On a good day, during lunch hour, you got to ride in an old jalopy to cruise down Main Street for a few minutes of listening to the hit parade on the radio. Didn’t have a tape deck or CD player. Didn’t have ear phones, or buds, as they are now known. Just a simple AM radio.

It was just a matter of “don’t touch that dial,” if your favorite tune was playing. We were feeling hunky dory with the breeze blowing in the cranked-down windows. “Gee, willikers! That was swell,” and we were “in like Flynn” and “living the life of Riley.”

We were the teens of the ’50s — the girls in their poodle skirts, bobby socks, saddle shoes, penny loafers and pedal pushers. The hair was either bobbed or pulled back in a ponytail. I can tell you, we felt like the cat’s pajamas — carefree, without a worry in the world.

The guys were “cool cats,” with their slicked-back, greasy hair combed in a duck tail. That was partly due to the TV show “77 Sunset Strip,” with the character Kookie who wore his hair that way. If I recall, the phrase was, ”Kookie, Kookie, slick back your hair.”

I am certain that sometimes our parents lamented, “This is a fine kettle of fish,” in worrying about what was about to become of their offspring. But not for all the tea in China would they get us back to the old-style knickers and spats.

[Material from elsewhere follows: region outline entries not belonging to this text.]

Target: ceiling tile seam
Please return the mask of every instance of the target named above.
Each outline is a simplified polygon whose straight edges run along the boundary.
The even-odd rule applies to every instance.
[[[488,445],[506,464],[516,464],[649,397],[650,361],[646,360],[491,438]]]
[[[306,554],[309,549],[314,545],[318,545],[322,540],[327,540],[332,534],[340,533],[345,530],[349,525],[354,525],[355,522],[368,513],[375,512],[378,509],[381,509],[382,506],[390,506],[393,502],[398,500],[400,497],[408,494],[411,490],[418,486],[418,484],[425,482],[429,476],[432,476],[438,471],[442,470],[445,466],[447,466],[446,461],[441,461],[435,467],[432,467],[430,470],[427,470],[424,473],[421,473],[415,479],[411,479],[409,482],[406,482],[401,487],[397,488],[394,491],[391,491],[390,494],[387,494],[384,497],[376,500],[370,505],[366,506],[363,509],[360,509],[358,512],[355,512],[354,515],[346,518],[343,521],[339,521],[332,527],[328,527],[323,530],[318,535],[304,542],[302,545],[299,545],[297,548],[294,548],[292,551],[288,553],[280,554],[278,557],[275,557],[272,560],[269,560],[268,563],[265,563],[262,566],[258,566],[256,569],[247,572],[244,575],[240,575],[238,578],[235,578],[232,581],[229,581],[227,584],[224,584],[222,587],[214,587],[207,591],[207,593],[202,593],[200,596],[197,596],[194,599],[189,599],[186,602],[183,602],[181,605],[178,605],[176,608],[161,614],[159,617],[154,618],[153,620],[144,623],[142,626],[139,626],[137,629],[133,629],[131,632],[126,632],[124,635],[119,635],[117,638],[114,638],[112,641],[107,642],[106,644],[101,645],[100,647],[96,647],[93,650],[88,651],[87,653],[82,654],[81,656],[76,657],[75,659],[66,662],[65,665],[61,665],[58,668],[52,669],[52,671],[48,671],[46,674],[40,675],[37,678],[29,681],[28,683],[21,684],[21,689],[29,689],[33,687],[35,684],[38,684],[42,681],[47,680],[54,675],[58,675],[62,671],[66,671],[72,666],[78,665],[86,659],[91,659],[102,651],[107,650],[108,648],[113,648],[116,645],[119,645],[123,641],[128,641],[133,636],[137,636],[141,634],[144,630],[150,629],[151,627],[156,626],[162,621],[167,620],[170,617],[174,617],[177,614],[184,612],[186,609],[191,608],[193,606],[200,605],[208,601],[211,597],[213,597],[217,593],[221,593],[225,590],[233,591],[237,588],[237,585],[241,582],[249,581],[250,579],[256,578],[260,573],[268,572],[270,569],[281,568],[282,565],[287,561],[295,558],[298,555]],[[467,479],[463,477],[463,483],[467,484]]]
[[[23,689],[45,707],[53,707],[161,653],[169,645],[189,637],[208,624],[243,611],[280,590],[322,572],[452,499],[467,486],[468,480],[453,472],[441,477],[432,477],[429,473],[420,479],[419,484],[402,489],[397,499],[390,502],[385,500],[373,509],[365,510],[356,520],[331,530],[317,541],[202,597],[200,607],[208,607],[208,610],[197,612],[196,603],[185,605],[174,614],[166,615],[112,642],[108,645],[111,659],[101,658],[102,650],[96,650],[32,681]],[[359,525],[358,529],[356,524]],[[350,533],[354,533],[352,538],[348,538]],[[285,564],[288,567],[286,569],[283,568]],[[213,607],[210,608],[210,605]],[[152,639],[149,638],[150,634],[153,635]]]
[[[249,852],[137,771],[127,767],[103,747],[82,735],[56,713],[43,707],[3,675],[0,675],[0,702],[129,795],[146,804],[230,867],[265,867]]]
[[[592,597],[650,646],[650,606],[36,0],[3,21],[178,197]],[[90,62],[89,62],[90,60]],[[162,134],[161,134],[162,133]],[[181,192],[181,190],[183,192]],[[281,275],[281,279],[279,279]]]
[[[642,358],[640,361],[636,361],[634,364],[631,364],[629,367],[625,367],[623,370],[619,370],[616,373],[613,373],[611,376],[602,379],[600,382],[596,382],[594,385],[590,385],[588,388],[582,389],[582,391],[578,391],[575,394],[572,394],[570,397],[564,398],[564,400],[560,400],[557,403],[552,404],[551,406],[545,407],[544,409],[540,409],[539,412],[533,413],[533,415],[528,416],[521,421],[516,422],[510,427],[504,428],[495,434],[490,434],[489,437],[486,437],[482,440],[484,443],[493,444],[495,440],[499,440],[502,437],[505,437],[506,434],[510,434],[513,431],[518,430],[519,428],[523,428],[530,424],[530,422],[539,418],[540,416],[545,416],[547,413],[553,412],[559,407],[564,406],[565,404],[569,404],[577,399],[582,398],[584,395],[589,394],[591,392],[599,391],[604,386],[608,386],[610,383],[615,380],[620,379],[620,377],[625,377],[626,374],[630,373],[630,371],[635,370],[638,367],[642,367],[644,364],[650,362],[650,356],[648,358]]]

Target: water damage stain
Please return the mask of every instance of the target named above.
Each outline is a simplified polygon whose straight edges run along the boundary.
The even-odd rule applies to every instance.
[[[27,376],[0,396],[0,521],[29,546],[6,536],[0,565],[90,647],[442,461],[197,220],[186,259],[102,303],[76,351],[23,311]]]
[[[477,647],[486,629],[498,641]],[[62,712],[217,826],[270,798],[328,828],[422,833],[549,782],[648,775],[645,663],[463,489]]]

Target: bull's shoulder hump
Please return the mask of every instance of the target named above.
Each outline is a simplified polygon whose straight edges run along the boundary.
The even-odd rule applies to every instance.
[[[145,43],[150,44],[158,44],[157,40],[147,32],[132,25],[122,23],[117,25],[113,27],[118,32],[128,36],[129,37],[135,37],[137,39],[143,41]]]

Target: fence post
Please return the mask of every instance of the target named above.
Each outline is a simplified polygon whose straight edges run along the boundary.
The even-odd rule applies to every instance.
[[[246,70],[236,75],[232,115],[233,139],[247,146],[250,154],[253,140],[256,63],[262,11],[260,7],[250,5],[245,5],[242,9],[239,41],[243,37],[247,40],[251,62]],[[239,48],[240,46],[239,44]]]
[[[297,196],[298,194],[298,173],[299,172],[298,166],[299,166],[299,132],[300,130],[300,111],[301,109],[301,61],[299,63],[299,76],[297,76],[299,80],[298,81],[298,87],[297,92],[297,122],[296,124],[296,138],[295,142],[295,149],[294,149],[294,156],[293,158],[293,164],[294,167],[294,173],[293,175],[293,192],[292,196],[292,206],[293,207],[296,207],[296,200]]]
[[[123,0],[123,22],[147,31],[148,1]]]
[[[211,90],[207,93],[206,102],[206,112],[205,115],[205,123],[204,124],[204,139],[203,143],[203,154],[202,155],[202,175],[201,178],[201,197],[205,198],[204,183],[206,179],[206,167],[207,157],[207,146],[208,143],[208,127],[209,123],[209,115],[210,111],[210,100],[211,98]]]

The best “bib and tucker” of their day gave way to a new bib and tucker of the ’50s. TV had come on the scene, and so we were able to see what was going on in the world. The house I grew up in did not have a TV until I was in seventh grade, but that was a great time to explore the teen world through “American Bandstand,” where we saw the latest dance steps to the latest music. Did Dick Clark ever get old? Not to us, “daddy-o,” which actually was a phrase gleaned from “The Many Loves of Dobie Gillis,” a TV show.

In addition to the bandstand, there was the “Mickey Mouse Club.” Now admit it, the tune is playing through your mind as you think about that show. Annette Funicello was every guy’s dream, and every girl wanted to be just like her. All of this made us want to “Rock Around the Clock Tonight,” by Bill Haley and the Comets.

Funny, how we thought we were so cool, and yet most of our lingo was taken from songs or TV shows.

TV in the ’50s had lots of westerns — Marshal Dillon, “Have Gun — Will Travel,” “Wagon Train” and “Rawhide,” just to name a few. Can you name the young guy in “Rawhide” who is still directing, producing and sometimes acting in movies today? Yes, none other than Clint Eastwood.

Comedies such as “I Love Lucy,” “Father Knows Best,” “The Ozzie and Harriet Show,” “Burns and Allen” and “Leave it to Beaver” were staples. There were also variety shows, such as Ed Sullivan.

Way back in the 1950s, life was much different in America than it is now. Is it because so much has changed with technology? Or is it that I am no longer a teenager, and I now see things as a senior citizen?